I am home today with flue. This makes me tired, somewhat achey, but leaves me with a working brain, albeit somewhat fogged. So I am mixing some blogging with sleep.
Those who read this blog will know that I have problems with the word "multicultural". This has led to some thoughtful and useful exchanges with Neil (ninglun).
I have decided to stop using the word entirely unless its use actually fits the narrow definition of multiple cultures living together. However, this creates a need to find an alternative word that better fits my conception of the evolving Australian scene.
As always, my thinking here has been influenced by my writing across blogs.
On the Regional Living Australia blog I have been exploring different aspects of life outside Australia's metro centres. Then on the New England Australia blog, I look in more detail at one Australian area. This writing flows across into this blog with my on-going emphasis on the need to understand the variety in Australian life.
One of the challenges in all this is to find a way to encompass and link the variety in Australian life.
Let me try to illustrate by example.
On the Regional Living Australia blog I have so far written seven posts on the Kimberley Region of WA. Now compare this with the story I wrote on the Winifred West schools. One country, but two very different history, cultures and experience.
Now look at the story on Quong Tart and the Chinese in Australia on this blog, one of a number of stories I have written on the Chinese experience. Again, a very different slice of the Australian experience.
One of the interesting things in all this is not just the variety of Australian life, but also the continuity.
Take Quong Tart as an example. Here the story sweeps from the gold fields of 19th century Australia through to Ashfield in 2007. Quong Tart was one of Ashfield's leading citizens.
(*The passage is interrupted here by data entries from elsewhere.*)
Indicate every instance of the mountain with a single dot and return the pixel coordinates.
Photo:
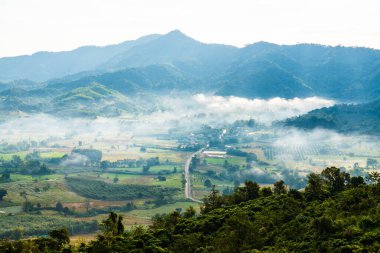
(158, 64)
(346, 118)
(343, 73)
(175, 48)
(88, 101)
(42, 66)
(153, 78)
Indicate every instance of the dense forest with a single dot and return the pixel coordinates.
(344, 118)
(334, 213)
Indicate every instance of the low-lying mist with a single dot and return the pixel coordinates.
(185, 112)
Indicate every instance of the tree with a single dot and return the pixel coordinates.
(373, 177)
(113, 225)
(60, 235)
(146, 169)
(314, 187)
(211, 202)
(335, 179)
(357, 181)
(5, 177)
(279, 187)
(59, 206)
(3, 193)
(16, 161)
(24, 194)
(266, 192)
(252, 190)
(190, 212)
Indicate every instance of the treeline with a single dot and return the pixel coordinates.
(337, 212)
(97, 189)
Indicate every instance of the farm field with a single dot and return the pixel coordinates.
(139, 177)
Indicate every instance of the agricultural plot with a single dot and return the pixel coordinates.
(298, 153)
(97, 189)
(148, 213)
(22, 225)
There was a significant Chinese community in Ashfield. Today, that Chinese presence remains in Ashfield to the point that the main strip is an Asian (especially Chinese) Australian amalgam.
We can see the same continuity in the stories on the Kimberley's and Mittagong and the Winifred West schools. So how do we encompass all this continuity and change, making it accessible to people from Australia and overseas?
In a post on the Regional Living blog, I have suggested that we should use the word polycultural instead of multicultural as a descriptor. The word is not quite right, but it does better capture what I see as the dynamics of Australian life.
The area that would become Australia was already multicultural at the time the Europeans arrived in the sense that our indigenous peoples displayed considerable cultural variation.
The arrival of the Europeans introduced a new dominant force. The interactions between our indigenous peoples and the broader Australian community remains one of the continuing themes in Australian history. Today we can speak of multiple indigenous cultures changing and interacting with other cultural traditions.
Australia's new migrants quickly developed a culture that was seen by outsiders as distinct, different, from those holding in the original home countries. That culture has evolved into a strong and continuing core culture. We may debate the detail, but I do not think that anybody would argue that it does not exist.
Australia was and remains a migrant country. Each wave of migrants has added to the texture of Australian life not just through the visible differences, but also through their impact on Australia's core culture. So we have both continuity and change within that core culture.
There have always been variations in the core culture across the country, variations that I think have increased with time. There are also variations in the visible and changing migrant presence across the country, adding to and affecting variations in the core culture.
I like the word polyculturalism because, to me at least, it better captures the complexity and dynamics of the Australian experience than the word multicultural.